The verdict was in. I penned a commentary last year saying Martinsville was the new Bristol and that prediction came true. While Bristol had good racing and lots of two-groove passing, the excitement factor was missing. Even though the same factor was missing for 250 laps at Martinsville, the end made everyone leave talking about the race and how great it was. Unfortunately, Reutimann immediately became the villain—the guy who changed the face of the race—it was obvious that Gordon and Johnson had the best cars—and the phone lines lit up on the NASCAR programs on SiriusXM radio. Never has a nice guy been so criticized and discussed. No one wanted to discuss California or Phoenix.
What has been missing the last few years is the excitement factor. When the Bristol track was reconfigured, and when the Chase made drivers so concerned about point totals in their quest for a place in the Chase, we lost that urgency to actually take chances to win a race. Add to that a driver who just wanted to keep his team in the position to make the next race, and the excitement factor raised by 1,000 per cent. People responded.

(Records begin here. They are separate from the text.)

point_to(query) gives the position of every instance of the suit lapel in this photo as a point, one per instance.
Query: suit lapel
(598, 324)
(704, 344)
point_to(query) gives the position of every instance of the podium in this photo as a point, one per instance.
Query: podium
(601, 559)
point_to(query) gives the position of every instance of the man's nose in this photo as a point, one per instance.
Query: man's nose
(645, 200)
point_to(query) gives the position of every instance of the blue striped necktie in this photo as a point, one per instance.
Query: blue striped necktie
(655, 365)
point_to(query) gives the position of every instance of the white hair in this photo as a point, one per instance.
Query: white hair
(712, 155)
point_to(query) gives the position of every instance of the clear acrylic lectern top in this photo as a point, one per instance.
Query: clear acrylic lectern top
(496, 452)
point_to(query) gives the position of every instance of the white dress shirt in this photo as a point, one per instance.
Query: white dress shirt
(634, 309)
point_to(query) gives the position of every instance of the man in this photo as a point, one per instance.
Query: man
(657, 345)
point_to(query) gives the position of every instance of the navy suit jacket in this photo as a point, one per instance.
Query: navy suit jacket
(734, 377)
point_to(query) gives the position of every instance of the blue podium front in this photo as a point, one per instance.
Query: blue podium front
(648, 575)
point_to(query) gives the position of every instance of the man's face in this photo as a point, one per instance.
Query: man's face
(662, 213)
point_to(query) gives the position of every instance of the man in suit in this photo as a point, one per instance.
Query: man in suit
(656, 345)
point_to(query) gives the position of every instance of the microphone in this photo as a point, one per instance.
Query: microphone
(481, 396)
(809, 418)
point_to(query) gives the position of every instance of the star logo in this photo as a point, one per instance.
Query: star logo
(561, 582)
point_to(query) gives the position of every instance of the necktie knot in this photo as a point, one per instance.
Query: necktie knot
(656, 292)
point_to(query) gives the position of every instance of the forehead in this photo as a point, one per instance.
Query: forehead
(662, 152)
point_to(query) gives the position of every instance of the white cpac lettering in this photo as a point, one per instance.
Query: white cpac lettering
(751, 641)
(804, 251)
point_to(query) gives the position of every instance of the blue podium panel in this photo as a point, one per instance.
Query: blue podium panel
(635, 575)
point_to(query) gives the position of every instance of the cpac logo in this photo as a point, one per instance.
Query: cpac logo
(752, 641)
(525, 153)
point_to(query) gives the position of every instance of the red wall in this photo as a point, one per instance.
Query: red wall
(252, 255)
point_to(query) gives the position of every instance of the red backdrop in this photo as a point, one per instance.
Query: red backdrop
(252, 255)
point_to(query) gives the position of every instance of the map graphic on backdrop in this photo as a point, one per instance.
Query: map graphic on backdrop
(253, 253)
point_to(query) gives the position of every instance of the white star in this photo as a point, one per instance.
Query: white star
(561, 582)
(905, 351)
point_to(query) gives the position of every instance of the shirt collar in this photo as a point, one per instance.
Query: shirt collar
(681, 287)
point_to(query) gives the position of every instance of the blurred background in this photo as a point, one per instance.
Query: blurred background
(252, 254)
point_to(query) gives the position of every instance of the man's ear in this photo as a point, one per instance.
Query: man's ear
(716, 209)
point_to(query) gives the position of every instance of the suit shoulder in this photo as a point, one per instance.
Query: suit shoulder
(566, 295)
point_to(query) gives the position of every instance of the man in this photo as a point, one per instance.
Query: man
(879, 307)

Those of us that consider us purists and like watching racing are in the minority. Since football has become the sport of choice in these United States, it should be obvious that good old fashioned racing is what has been missing from today’s NASCAR. That’s why I applaud Bruton Smith. He is willing, apparently, even though promised announcements have not been made, to change his track to add that excitement to Bristol. Smith heard the fans and realized that without the fans, there would be no races or NASCAR. That was refreshing. And as many media types or drivers cry about the changes that may come to Bristol, we always have Martinsville. It has pretty much been like it is for over 60 years and it works. That is what racing was like for six decades and the attempt to sterilize the sport should by now be clear to the powers that be is futile. Folks want excitement. And that’s all that matters.